Одинокие люди там, в городе. Я это видел в супермаркете, и в прачечной, и когда мы выписывались из мотеля. Эти туристские автостоянки в мамонтовых лесах, с пикапами, полными пенсионеров, глазеющих на деревья на пути к тому, чтобы поглазеть на океан. Улавливаешь его в первую долю взгляда какого-нибудь нового лица -- это искательное выражение -- и оно тут же пропадает.

Теперь заметно больше такого одиночества. Парадоксально, что там, где люди толпятся наиболее тесно -- в больших городах на побережьях Востока и Запада, -- одиночество самое сильное. Там, где мы были, -- в западном Орегоне, Айдахо, Монтане, в Дакотах, где люди так рассеяны, -- там, казалось бы, одиночества должно быть гораздо больше, но мы его не замечали.

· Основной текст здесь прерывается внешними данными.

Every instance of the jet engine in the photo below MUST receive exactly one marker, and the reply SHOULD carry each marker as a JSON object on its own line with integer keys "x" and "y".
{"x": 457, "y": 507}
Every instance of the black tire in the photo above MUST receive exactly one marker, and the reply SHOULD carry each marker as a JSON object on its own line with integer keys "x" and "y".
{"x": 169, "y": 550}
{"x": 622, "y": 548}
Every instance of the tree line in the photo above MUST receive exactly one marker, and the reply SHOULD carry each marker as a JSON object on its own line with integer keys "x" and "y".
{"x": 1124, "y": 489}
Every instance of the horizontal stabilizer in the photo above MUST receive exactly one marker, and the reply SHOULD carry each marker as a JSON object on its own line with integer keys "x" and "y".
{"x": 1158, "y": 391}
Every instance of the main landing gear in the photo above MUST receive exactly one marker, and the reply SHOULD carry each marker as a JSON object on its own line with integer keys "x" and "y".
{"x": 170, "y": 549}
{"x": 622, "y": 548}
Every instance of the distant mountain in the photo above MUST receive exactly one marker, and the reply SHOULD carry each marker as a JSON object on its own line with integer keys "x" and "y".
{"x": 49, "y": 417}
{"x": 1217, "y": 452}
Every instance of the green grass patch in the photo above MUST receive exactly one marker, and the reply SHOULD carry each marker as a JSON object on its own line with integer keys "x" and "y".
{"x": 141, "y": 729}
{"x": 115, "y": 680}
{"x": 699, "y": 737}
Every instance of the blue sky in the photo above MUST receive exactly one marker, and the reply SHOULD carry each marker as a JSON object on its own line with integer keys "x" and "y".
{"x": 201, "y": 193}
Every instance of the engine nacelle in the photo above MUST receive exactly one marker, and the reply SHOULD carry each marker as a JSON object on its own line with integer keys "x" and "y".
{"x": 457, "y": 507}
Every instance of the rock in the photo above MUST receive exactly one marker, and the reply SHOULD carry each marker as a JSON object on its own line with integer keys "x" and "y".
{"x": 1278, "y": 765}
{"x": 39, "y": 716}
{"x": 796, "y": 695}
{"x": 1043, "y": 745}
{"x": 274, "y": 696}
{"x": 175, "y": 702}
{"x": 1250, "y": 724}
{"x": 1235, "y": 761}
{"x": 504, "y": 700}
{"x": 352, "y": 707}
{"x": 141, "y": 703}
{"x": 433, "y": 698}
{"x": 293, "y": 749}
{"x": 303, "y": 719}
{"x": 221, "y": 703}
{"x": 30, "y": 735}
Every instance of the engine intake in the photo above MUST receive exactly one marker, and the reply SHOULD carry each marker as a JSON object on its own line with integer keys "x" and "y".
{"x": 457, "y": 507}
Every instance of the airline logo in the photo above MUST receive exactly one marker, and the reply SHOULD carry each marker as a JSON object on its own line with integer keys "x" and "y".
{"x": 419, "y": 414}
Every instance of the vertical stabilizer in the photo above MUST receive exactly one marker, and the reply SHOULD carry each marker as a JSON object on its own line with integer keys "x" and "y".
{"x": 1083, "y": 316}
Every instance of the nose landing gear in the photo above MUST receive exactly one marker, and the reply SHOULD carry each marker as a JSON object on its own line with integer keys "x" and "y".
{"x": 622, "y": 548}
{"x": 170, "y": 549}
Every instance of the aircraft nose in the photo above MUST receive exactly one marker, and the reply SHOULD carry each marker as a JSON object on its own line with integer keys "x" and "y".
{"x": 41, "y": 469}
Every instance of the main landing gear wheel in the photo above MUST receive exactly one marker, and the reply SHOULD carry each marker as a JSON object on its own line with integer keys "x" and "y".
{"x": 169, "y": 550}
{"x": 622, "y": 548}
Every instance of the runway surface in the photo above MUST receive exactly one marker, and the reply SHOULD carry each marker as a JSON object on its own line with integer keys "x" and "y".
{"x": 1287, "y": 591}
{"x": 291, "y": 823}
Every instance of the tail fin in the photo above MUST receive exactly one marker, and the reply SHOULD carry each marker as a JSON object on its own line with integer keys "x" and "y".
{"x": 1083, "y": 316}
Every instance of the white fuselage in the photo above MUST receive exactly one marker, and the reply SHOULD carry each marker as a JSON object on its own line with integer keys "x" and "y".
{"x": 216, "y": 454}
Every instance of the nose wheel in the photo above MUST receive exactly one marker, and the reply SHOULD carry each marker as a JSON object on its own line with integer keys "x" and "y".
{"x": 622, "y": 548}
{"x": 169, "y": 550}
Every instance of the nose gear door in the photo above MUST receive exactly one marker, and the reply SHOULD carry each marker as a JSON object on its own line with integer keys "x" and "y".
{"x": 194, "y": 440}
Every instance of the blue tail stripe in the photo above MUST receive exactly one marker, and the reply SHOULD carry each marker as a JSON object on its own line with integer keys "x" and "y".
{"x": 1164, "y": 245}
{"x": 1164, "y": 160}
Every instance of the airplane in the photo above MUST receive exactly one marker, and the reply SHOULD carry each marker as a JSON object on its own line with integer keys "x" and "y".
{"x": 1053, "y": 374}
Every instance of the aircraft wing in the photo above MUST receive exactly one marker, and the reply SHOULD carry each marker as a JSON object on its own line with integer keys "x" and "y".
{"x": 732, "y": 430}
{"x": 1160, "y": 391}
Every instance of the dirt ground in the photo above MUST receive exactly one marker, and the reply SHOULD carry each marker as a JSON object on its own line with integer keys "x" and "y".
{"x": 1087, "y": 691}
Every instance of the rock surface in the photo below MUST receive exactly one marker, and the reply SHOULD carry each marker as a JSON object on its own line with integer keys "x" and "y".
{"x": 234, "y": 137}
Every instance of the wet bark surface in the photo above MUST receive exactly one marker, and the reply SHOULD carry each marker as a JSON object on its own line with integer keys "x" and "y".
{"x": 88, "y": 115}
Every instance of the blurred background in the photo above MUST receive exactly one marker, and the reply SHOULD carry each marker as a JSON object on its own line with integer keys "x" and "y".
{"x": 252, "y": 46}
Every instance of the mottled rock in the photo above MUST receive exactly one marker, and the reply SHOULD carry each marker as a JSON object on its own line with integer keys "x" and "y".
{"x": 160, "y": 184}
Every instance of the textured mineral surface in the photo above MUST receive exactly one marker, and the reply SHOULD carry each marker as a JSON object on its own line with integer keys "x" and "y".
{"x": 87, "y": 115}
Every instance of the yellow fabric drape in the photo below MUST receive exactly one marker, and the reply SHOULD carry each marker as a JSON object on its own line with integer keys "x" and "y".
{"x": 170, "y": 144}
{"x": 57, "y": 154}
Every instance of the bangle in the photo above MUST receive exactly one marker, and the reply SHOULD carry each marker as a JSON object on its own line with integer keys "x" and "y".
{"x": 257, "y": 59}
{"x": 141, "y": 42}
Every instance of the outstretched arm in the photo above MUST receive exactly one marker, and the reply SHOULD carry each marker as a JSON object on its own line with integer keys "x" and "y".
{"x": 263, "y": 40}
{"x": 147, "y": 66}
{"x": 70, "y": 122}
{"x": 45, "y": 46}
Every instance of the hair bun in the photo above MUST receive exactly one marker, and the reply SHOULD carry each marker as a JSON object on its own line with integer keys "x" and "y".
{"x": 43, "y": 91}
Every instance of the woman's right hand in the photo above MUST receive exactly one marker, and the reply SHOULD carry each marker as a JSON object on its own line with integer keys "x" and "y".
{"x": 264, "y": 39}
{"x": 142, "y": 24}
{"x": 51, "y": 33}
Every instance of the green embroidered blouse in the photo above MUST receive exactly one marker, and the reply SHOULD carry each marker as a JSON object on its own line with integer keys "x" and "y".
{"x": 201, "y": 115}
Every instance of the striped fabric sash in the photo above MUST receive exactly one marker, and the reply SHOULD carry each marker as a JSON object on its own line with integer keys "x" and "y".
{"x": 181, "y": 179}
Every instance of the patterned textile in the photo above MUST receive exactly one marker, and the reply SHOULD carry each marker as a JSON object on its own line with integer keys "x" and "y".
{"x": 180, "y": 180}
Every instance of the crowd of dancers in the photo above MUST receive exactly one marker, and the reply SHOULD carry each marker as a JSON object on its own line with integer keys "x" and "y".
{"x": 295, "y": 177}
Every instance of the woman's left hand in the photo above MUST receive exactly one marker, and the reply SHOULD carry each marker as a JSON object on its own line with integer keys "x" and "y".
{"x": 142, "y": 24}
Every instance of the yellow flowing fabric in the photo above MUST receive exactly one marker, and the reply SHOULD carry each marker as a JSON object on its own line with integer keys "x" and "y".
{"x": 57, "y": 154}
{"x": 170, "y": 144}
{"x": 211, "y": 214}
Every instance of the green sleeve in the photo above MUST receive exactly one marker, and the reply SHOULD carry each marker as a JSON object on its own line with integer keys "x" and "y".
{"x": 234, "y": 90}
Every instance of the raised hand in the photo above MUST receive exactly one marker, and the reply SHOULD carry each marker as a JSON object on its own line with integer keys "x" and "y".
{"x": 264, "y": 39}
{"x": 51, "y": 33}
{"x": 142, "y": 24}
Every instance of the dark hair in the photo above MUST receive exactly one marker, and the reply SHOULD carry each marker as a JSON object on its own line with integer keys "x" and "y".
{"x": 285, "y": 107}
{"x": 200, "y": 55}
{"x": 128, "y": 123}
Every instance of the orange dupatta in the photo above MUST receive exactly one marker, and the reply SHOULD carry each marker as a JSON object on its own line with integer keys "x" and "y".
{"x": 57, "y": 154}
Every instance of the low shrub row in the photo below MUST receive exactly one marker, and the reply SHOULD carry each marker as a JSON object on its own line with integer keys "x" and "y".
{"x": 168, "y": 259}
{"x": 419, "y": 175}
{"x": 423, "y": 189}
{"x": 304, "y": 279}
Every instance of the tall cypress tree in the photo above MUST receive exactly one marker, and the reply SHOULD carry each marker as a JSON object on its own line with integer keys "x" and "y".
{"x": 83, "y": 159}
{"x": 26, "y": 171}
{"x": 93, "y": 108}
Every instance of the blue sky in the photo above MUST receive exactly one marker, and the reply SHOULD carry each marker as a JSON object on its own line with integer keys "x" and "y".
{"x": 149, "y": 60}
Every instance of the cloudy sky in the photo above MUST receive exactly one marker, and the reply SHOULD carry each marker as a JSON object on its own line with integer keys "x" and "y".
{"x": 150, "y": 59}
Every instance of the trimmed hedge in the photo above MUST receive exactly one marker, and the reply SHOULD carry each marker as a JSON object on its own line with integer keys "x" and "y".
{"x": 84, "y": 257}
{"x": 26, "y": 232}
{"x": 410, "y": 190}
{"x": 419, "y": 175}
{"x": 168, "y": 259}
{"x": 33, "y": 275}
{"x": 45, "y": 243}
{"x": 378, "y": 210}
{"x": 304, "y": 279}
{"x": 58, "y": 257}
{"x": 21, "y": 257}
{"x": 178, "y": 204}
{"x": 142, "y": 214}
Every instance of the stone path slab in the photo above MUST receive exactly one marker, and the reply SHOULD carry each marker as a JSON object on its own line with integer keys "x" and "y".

Объяснение, я полагаю, в том, что физическое расстояние между людьми не имеет ничего общего с одиночеством. Здесь главное -- психическое расстояние, а в Монтане и Айдахо физические расстояния велики, а психические, между людьми -- малы; здесь же как раз наоборот.

Мы теперь -- в первичной Америке. Это наступило позапрошлой ночью в Прайнвилл-Джанкшн, и с тех пор нас не покидало. Вот она -- первичная Америка скоростных автотрасс, реактивных полетов, телевидения и кинозрелищ. И люди, пойманные этой первичной Америкой, кажется, проходят огромные порции своей жизни, не особенно сознавая, что же находится непосредственно вокруг них. Средства массовой коммуникации убедили их: то, что вокруг них, не важно. Поэтому они одиноки. По лицам видно. Сначала -- легкий проблеск поиска, а затем, когда они смотрят на тебя, ты для них -- просто какой-то объект. Ты не считаешься. Ты -- не то, что они ищут. Ты -- не в телевизоре.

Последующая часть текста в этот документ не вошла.